Descubrimos a Go to the dogs en el fragor de un show en directo, a pocos metros o incluso centímetros del escenario, y la experiencia, ahora que está tan de moda regalarlas, supera con creces cualquier cata de vinos o masaje con aceites. Decibelios a tope y una actitud de darlo todo en las tablas con un sonido que puede ser rockabilly, punk o recordar a los Stooges recién salidos de Detroit. Esta solvencia en directo merecía continuar con un segundo disco y ahora llega Who cares, después de una larga travesía que se desencalla con el fichaje por Kasba, que les edita este trabajo.

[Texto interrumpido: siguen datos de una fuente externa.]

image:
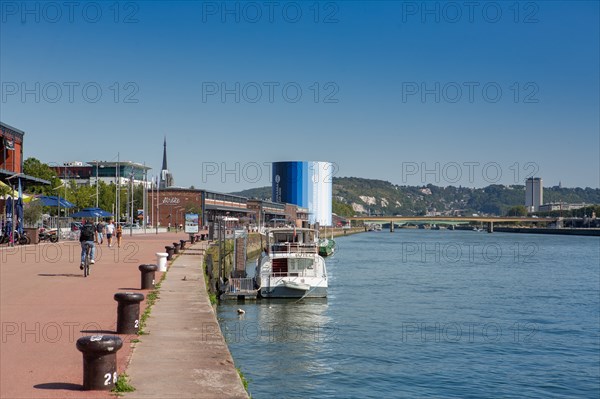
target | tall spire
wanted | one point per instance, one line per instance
(166, 178)
(165, 155)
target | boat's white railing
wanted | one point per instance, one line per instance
(240, 284)
(292, 247)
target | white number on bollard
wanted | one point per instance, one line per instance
(108, 376)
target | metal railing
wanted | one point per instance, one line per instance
(294, 248)
(240, 284)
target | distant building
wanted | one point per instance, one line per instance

Todo cuesta mucho y si ya el nombre del grupo es un juego de palabras para hacer referencia a la ruina económica, se explica la espera por tener nuevas canciones de estos perros peligrosos. La portada es del ilustrador David Güell, que consigue dibujar una banda perruna a lomos de un Opel con un razonable parecido a cada uno de los miembros del grupo.
Y para escuchar:
‘MESS BOY’. Difícil elegir un tema entre estos diez trallazos, pero nos quedamos con Mess boy, ya que nos parece un buen ejemplo de mezcla de las influencias punk y rockabilly. Comienza como un trallazo acelerado pero tiene detalles psychobilly en los redobles de batería que preceden al estribillo, y un solo de guitarra tremendo que no podría ser más Brian Setzer. Italo a la voz canta y emite sus característicos aullidos para explicar la historia de este chaval poco amigo del orden y las reglas.